Personally I never use a ‘cloze test’ as it discriminates against a lot of kids who are good at reading but poor on cloze techniques.
Find a reputable cognitive psychologist – just one, who will support the use of the ‘three cuing guessing game’ in foundation reading. You won’t find one. They all know that the cognitive load you place on the hapless infant learners is way in excess of what any educator worth their salt would recommend for infants. It’s bad teaching & is the fault of teacher trainers and shonky ideological pedagogy advocates, who indulge in rhetoric & jargon to convincingly parcel up their bad ideas. This teacher and many more are no longer buying it.
The reason we accept as normal, so many readers who fluently misread words is proof against, not in favour of the frequent over-emphasis on the ‘3 cuing system’ that is bandied around as though it is the holy grail. It is not. It actually CAUSES reading problems when inappropriately applied to infants.

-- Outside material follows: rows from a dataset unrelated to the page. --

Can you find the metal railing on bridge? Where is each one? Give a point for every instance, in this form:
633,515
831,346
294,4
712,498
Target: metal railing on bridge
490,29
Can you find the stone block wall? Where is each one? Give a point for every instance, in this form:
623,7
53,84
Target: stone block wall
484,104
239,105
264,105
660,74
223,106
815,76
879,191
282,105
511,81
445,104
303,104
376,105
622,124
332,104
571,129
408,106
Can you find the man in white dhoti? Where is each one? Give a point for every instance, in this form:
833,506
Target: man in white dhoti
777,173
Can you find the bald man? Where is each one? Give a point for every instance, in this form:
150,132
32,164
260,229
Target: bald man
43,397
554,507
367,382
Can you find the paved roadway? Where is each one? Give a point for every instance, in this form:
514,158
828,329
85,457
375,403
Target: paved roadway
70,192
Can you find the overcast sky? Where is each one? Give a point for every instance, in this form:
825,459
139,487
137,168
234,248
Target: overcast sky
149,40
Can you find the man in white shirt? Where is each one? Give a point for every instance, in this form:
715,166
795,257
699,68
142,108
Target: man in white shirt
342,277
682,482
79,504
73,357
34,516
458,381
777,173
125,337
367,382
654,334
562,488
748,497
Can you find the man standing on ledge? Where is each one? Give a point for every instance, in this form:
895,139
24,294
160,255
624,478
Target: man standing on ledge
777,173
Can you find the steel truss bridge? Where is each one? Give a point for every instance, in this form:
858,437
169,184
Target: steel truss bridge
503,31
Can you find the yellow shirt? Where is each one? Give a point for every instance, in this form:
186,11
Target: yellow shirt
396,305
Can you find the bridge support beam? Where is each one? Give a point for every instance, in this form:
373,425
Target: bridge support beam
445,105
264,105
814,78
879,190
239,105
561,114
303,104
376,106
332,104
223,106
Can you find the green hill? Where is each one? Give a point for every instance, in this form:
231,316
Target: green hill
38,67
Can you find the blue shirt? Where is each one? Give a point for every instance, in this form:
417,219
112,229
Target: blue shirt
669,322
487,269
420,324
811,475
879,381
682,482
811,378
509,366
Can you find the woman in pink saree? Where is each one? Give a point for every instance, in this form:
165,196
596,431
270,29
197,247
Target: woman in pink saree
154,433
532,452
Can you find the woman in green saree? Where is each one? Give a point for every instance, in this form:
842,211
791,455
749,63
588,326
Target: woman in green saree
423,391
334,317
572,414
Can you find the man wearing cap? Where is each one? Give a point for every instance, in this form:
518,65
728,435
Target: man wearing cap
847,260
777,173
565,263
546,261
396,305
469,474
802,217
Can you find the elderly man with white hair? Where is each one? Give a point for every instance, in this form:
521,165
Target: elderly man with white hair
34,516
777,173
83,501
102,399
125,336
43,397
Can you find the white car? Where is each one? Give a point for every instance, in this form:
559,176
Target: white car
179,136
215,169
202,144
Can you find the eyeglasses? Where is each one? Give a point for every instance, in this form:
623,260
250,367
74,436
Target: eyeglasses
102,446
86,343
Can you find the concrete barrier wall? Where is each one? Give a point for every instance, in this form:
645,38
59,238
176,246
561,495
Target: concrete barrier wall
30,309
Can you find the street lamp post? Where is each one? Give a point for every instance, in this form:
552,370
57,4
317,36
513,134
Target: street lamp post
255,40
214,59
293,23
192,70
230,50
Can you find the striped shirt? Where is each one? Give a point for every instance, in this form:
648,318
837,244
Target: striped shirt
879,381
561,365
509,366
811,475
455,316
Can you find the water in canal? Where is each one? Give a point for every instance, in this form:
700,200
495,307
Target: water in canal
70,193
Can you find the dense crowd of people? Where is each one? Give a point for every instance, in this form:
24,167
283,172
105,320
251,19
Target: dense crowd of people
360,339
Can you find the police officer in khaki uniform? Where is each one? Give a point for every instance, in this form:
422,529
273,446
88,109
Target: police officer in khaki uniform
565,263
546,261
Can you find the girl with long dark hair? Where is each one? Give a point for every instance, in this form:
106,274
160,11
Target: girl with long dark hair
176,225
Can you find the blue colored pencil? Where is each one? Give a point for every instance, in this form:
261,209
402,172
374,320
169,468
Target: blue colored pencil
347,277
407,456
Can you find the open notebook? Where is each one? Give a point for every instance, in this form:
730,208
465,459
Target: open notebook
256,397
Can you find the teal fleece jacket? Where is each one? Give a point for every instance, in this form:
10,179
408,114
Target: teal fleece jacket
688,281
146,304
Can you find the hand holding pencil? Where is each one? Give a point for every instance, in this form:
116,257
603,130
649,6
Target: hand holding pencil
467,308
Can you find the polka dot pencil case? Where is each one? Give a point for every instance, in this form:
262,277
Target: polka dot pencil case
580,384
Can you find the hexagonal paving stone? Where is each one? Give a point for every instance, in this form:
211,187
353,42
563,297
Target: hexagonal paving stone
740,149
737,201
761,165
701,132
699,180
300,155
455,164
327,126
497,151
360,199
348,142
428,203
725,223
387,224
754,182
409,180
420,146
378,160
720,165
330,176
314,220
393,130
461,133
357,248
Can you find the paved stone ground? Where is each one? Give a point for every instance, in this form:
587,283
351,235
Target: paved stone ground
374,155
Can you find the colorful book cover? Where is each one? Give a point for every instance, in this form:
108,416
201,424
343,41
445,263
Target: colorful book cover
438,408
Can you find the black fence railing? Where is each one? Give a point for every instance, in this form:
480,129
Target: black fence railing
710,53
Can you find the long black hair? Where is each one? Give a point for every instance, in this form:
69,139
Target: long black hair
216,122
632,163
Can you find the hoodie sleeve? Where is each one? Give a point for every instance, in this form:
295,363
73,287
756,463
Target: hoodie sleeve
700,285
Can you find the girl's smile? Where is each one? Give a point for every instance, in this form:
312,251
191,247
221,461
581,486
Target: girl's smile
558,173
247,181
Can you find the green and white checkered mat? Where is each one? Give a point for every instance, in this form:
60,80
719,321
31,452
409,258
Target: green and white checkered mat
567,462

We all know that as we advance in ACCURATE word identification – to the point of automaticity. We begin to use predictive cuing, which I might add trips up an excellent reader as well as assists speed of reading at other times – it isn’t and never will be a foolproof system, regardless of what self appointed experts might try to convince us.
One thing that ‘cloze’ does demonstrate, is the heavy load on cognitive function and fluency when the letters are not there. Nobody can read a cloze passage with the speed, accuracy, comprehension or assurance that we can a passage where we are NOT reliant on the cues. What good readers (who rarely make errors when reading) do use the cuing system for is vocabulary acquisition – but they NEVER use it as a word identification tool, good readers don’t need to do this … and they rarely need to be directly taught to use it for vocabulary purposes as this seems to be a natural progression for most of us. I use it but I was never ‘directly taught’ to do so.
Currently we fail to directly teach that which NEEDS to be directly taught and directly teach that which does NOT need to be directly taught – go figure.
Decoding for reading and encoding for spelling are the foundation skills behind every competent reader and writer. ‘Three cue guessing’ should have long ago been relegated to the rubbish heap of bad pedagogical practice in infant grades. Maybe then remedial teachers wouldn’t have to expend so much energy ‘un-teaching’ bad habits i.e. inaccurate whole word guessing that offers zero support for spelling.
Forgive the rant but I’m just so fed up with these repeated mantras. Three decades of rotten results is ample proof for me of the ineffectiveness of the “Three Cueing System” in early grades.